Publicação original: 2013por Joel Rufino dos Santos
Memórias de Adriano, de Marguerite Yourcenar, publicado em 1980 (Nova Fronteira) é um dos melhores romances que li. Ela se põe na pele do imperador romano Adriano e faz o balanço de sua vida, de seu poder imenso, de suas crueldades, de seu amor por um efebo bitínio, Antínoo.
Desenganado pelos médicos e curandeiros (Adriano tinha hidropisia cardíaca) ele se prepara pra morrer.
Uma pitonisa garante ao imperador: se uma pessoa que vos ama morrer, os anos de vida dessa pessoa vos serão acrescentados. No dia seguinte, Antínoo é encontrado morto num dos tanques do Nilo.
A Grécia, o Egito, a Itália, a Pérsia, o norte da África, todo o mundo antigo está repleto de estátuas do suicida por amor, mandadas erigir pelo inconsolável imperador filósofo.
Alternando angústia e serenidade, Adriano se faz perguntas cruciais.
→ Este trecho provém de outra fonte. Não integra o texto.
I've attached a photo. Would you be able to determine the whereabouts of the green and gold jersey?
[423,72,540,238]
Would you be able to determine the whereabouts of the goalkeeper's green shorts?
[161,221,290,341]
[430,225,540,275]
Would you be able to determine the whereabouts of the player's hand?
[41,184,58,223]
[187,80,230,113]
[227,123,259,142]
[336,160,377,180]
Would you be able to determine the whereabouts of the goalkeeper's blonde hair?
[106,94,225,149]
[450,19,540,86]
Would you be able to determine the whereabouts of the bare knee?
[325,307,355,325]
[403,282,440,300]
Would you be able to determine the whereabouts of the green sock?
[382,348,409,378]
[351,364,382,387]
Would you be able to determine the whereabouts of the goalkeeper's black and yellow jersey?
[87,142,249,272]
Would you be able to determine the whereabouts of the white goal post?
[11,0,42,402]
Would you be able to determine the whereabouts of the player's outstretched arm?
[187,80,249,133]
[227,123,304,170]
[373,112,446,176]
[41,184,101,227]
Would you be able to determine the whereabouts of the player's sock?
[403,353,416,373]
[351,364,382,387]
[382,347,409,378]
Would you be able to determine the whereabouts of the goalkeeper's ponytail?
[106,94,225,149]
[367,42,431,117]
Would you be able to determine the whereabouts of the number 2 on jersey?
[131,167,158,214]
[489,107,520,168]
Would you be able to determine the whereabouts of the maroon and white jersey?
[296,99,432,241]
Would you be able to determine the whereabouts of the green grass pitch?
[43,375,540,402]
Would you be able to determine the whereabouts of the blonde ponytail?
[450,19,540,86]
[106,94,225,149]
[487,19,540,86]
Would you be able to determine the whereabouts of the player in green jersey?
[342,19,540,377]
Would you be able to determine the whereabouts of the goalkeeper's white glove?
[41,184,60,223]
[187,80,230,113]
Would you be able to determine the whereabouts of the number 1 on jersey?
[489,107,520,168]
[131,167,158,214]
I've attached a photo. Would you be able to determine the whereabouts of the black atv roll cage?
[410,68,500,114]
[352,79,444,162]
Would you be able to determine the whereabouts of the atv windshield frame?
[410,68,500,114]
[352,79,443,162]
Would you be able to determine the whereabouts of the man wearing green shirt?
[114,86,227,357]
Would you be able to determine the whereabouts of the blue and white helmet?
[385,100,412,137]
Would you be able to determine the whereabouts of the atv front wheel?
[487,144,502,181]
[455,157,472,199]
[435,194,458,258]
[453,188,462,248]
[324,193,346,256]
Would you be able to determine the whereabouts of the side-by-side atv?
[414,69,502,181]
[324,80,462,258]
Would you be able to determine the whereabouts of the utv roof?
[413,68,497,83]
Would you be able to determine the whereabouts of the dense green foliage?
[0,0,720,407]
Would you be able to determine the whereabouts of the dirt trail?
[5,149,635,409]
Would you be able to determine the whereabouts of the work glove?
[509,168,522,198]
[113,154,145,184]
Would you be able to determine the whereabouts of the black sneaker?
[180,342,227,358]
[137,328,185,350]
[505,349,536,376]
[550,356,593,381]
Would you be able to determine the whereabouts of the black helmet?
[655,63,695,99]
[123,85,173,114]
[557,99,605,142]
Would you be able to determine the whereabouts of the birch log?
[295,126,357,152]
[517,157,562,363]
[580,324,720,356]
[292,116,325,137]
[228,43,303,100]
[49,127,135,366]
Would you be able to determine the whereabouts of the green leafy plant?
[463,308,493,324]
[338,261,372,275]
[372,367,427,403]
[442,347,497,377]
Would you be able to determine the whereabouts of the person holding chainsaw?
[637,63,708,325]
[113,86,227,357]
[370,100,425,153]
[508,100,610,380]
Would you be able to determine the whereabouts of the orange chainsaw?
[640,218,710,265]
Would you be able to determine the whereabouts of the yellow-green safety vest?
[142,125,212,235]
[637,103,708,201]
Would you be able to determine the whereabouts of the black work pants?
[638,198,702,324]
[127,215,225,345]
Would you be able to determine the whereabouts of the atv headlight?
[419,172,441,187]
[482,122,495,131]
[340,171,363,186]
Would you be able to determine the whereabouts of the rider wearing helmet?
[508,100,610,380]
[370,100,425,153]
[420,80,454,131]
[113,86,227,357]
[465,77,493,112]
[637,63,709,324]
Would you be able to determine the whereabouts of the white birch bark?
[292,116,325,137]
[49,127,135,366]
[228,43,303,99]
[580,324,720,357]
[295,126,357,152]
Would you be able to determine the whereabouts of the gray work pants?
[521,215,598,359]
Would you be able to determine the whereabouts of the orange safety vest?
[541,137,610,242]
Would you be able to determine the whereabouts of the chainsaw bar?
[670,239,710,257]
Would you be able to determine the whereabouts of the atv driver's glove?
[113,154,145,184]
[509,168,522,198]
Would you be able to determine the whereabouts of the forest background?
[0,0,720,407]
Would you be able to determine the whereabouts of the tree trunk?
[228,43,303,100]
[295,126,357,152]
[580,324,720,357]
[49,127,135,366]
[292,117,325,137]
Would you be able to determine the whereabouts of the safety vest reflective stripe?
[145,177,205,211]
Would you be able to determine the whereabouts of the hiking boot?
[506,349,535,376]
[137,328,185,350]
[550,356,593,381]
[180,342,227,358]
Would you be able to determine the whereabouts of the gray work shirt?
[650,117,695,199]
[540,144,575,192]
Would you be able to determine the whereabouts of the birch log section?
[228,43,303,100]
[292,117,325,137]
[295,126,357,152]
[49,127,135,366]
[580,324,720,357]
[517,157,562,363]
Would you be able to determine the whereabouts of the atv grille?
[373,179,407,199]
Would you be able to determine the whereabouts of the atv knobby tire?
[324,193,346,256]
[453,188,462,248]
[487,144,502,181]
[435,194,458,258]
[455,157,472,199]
Existe alma? Por que tantos acreditam nela? Em que parte do corpo ela reside? Em que momento abandona o corpo apodrecido pela doença ou a velhice? “Não me sentia tão convencido a esse respeito [existência da alma]; já que o sorriso, o olhar, a voz, essas realidades imponderáveis tinham sido liquidadas. Por que não a alma?”
Um homem de dois mil anos atrás se debatia nessas dúvidas imensas. No entanto, dois mil anos depois, a maioria dos seres humanos continua a acreditar haver alma – é uma das bases da religiosidade. Só que hoje parece claro: crer em alma é questão de fé. Quem não tem fé, pode se apoiar na ciência, especialmente na neurobiologia, na genética e na psicologia: o que chamamos alma é o eu. Cada pessoa é um eu “produzido” por sua história única, que se reflete na mente por essa consciência de ser eu. Ninguém é eu. Essa consciência se extingue com a morte.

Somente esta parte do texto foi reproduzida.